Let’s give you a realistic range of stillness muscle building. I have worked with some teens who can only tolerate 30 seconds of complete quiet (without some guiding instruction) when they begin to learn how to be still with themselves. But even kids with horrendous trauma (kidnapped and locked in the trunk of a car, e.g.) are able to eventually work up to 10 minutes of quiet over the course of months. Quiet muscles that never have been used are like atrophied legs that have never been walked on. You will need to rehab them slowly and carefully. But what a sense of reward when you can use them!

“Nothing is happening.” This is a common statement. Quiet time is not about making something happen. It is not about becoming someone else. Or becoming better, or more enlightened, or anything in particular. It is about knowing what is there. It is very basic, and sometimes may even seem boring. That is OK. Have you ever heard a little kid talk about their day at school? They go on and on, often repeating themselves and as hard as you listen you really can’t discern a plot or even really understand what happened. This is like sitting with yourself in the quiet place. The point isn’t the content of the story. The point is to be present to listen to the story. To hold the experience for the child. What I am asking you to do is hold your own experience. No matter what it is. There is no right way. There is no performance.  Over time this will shift. A child who is able to tell her stories gradually gains confidence in her own voice and it gets clearer and makes more sense over time. This will happen for you as well.
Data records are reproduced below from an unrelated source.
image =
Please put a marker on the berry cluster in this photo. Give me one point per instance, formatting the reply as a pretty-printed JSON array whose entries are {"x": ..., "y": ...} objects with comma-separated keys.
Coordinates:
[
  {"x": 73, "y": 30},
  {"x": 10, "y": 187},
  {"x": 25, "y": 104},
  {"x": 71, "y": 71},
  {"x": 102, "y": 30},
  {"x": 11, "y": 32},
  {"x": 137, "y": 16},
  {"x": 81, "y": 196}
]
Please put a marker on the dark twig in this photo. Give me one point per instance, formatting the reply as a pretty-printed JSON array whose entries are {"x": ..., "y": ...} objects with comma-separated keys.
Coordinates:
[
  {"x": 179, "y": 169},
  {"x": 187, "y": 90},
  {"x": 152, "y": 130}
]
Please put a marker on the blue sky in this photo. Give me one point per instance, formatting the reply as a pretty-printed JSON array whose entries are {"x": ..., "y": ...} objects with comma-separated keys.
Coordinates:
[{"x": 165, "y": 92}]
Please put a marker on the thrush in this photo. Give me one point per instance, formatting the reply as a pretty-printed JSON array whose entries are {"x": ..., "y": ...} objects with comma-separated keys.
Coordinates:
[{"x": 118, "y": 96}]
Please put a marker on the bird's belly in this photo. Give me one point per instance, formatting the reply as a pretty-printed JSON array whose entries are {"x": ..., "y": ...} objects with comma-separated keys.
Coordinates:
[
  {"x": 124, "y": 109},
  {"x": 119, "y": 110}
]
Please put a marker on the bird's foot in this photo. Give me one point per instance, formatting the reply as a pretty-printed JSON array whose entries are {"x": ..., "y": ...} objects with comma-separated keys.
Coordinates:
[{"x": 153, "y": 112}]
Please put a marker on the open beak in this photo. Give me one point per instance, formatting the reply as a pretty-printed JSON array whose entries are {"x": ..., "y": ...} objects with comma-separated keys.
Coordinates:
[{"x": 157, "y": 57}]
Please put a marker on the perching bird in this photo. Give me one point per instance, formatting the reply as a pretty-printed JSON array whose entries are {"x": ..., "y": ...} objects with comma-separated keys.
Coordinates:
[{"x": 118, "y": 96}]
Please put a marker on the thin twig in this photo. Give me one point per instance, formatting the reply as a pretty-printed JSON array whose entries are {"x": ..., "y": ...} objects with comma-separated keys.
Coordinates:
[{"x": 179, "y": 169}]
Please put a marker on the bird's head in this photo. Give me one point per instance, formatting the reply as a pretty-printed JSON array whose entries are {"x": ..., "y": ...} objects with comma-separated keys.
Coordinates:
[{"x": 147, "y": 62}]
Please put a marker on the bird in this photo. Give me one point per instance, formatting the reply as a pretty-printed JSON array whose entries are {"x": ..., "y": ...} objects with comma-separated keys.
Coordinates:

The quiet place is about sitting within a safe, trusted space. It is about building a relationship with yourself. Over the years I have noticed in my work as a therapist, especially with my child clients who live in precarious situations (foster care, etc.), that relationships, like the quiet place, are very basic, but not easy. Trustworthy relationships are really about consistent, benign, attendance over time.  Even the most severe mistrust gives way to this powerful force. Like water or wind wearing away rock. Attendance over time is almost invisible, but it is transformative. This is where the word “practice” comes in. You must find time daily to go to your quiet place. Maybe it is one minute a day. Maybe it is forty minutes a day. There are monks that do this for three years straight –but even they had to start somewhere.